At the top of makesecret are two configuration variables:

intermediate_file="intermediate.crt"
root_ca_file="root.crt"

These can be tuned to your preferences. The intermediates and root CA files are seperated from the certificate so that they can be symlinked.

OpenSSL Configuration

There are a handful of tunables in these scripts. There's an inlins OpenSSL config file in makecsr that can/should be tuned to your organization so that fewer edits are needed for each certificate request.

The inline config file looks like this.

cat > "${fqdn}.cnf" << EOF
[ req ]
distinguished_name             = req_dn
default_md                     = sha256
req_extensions                 = req_ext

[ req_dn ]
countryName                    = Country Name (2 letter code)
stateOrProvinceName            = State or Province Name
localityName                   = Locality Name
0.organizationName             = Organization Name
organizationalUnitName         = Organizational Unit Name
# commonName has been deprecated for more than 10 years. Please don't use it.
# commonName                    = Common Name (e.g. your hostname)

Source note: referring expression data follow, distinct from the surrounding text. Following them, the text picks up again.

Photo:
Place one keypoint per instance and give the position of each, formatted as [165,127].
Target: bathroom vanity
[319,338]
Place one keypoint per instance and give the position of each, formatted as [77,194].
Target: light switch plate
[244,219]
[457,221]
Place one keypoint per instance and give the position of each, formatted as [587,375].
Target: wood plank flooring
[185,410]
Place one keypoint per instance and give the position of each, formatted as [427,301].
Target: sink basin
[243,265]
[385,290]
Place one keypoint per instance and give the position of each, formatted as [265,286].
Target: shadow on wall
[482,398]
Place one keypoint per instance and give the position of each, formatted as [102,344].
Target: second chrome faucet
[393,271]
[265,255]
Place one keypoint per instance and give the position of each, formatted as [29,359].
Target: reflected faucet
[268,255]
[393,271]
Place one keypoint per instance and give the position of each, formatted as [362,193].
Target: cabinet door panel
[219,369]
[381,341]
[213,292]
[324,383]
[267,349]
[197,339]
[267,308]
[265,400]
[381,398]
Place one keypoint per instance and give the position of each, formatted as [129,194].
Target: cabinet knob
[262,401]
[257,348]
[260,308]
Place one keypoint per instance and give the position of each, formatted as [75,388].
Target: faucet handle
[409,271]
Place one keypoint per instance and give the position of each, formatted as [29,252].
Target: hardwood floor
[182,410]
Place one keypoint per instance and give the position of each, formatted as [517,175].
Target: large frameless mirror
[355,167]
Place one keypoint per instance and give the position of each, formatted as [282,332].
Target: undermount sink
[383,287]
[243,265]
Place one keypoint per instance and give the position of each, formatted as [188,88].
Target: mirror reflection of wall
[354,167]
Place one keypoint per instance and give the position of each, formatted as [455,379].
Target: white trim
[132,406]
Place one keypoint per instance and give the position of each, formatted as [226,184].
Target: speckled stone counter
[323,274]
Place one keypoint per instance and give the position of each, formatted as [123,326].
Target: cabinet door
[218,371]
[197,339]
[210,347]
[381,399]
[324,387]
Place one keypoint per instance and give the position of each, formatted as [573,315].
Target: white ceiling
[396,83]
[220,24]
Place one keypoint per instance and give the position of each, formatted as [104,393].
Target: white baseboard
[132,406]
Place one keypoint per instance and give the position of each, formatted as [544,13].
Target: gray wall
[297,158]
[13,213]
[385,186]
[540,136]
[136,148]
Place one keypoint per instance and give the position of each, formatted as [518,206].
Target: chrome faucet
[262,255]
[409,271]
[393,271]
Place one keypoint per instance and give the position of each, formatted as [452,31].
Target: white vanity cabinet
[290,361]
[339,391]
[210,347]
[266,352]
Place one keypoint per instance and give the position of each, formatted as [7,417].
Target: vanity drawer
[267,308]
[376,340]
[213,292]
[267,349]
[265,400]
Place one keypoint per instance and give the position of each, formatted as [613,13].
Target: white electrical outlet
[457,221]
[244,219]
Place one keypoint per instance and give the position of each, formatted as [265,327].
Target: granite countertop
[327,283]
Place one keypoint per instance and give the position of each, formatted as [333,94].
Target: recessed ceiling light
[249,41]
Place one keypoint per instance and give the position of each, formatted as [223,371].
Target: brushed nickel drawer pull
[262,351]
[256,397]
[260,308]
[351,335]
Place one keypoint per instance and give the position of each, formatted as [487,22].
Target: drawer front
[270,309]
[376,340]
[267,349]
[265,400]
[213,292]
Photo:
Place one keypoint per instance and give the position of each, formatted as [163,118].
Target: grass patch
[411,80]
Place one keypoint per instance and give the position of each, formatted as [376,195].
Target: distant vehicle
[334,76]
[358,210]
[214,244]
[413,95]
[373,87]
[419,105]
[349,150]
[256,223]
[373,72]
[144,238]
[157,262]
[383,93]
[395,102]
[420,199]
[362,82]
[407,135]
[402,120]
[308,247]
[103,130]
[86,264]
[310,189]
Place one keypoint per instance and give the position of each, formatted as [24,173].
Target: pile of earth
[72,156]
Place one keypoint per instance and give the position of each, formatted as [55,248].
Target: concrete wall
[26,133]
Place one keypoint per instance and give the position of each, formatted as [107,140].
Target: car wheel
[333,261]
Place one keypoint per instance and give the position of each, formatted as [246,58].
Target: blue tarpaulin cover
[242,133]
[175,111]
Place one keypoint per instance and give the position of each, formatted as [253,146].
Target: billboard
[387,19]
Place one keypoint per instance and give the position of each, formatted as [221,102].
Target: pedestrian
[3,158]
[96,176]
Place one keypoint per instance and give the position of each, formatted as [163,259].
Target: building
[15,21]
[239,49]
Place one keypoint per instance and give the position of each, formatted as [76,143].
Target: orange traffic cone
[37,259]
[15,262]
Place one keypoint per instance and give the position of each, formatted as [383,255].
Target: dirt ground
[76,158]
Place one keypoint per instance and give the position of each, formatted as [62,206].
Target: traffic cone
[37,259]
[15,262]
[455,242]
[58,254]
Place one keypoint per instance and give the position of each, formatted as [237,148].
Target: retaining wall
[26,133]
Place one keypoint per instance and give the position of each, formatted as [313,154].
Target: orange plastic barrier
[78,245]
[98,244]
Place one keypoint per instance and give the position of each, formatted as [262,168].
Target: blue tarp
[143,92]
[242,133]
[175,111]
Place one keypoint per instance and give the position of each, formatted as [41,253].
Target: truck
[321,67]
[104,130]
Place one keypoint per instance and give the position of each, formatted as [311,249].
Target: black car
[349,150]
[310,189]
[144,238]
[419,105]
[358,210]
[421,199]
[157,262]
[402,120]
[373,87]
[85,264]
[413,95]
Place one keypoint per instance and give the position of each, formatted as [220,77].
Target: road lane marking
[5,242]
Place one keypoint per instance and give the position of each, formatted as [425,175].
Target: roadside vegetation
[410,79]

countryName_default            = US
stateOrProvinceName_default    = California
localityName_default           = Palo Alto
0.organizationName_default     = VMware, Inc
organizationalUnitName_default = Tanzu Labs
# commonName_default            = ${fqdn}

[ req_ext ]
basicConstraints               = critical, CA:false
# Other useful values for keyUsage for a leaf certificate is keyEncipherment,
# which is not useful for sign-only key algorithms like ECC.
keyUsage                       = critical, digitalSignature
# Other useful values for extendedKeyUsage is
#   clientAuth:  Used for client authentication. Can be combined with serverAuth
#                for use-cases where the same certificate is used as both a server
#                and a client (like, say, mail servers that mTLS authenticate with
#                each other)
#   codeSigning: For signing binaries
extendedKeyUsage               = serverAuth
subjectKeyIdentifier           = hash
subjectAltName                 = @alt_names

[ alt_names ]
DNS.1 = ${fqdn}
DNS.2 = $(echo "${fqdn}" | sed 's/\..*//')
# IP addresses are frowned upon in certs, but some like to do it
# the problem is that they put them in as DNS entries
# IP.1 = 1.2.3.4
EOF

Be mindful of the cat command at the top and the EOF at the end.